Third, there are various way in which "experts" might be used. Two general possibilities:

Experts do the same job, only better
For example, experts might be used to resolve cases in which no concensus is reached by non-experts. Or they might be used to verify rare features found by non-experts.
Experts do more sophisticated jobs
For example, non-experts might look for features, while experts classify them.

How Bossa addresses these requirements

Bossa's design philosophy is to provide mechanisms, and leave it up to the projects to define the policies. This is done using the following techniques:

  • Project-specific information about jobs and volunteers is stored in project data fields. These are PHP object whose structure is determined by the project.
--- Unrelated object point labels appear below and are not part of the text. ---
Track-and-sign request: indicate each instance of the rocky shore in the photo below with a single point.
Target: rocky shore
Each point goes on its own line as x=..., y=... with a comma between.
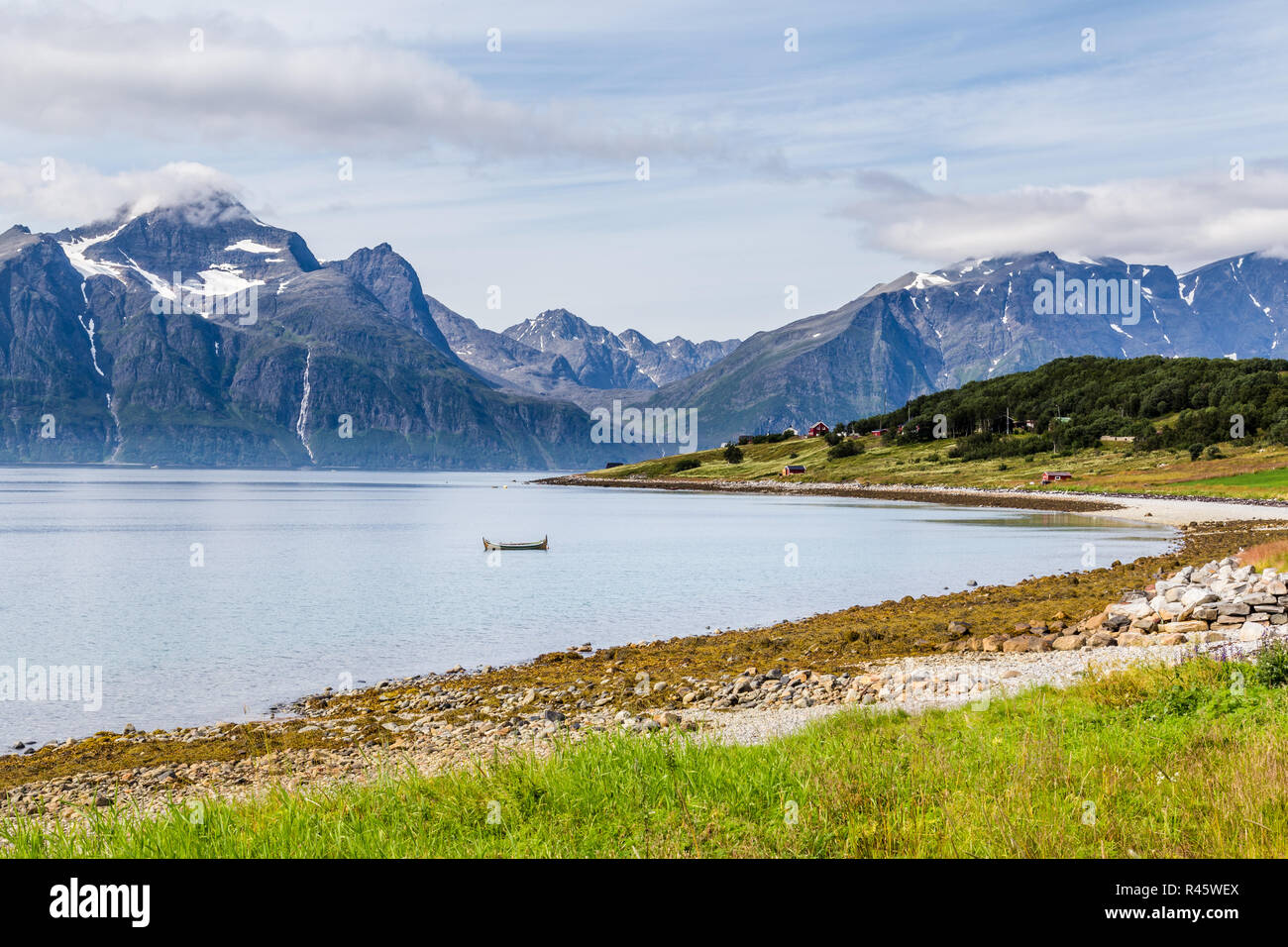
x=1173, y=510
x=954, y=496
x=439, y=722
Bossa stores them in a serialized form in the database.
  • Project-specific policies are encoded in PHP project policy functions that are invoked at various points (e.g., when jobs are issued, when they complete, and when they time out).

The mechanisms provided by Bossa include:

  • Jobs can be designated as calibration jobs, and Bossa can be instructed to randomly mix a given rate of calibration jobs into the job stream.
  • The order in which jobs are issued is determined by a floating-point priority. The manipulation of these priorities is up to the project.
  • Users can be assigned integer levels, in which case each job has a vector of priorities, one per level.

This framework enables all of the examples listed above (and others not yet conceived) to be implemented with a small amount of PHP programming.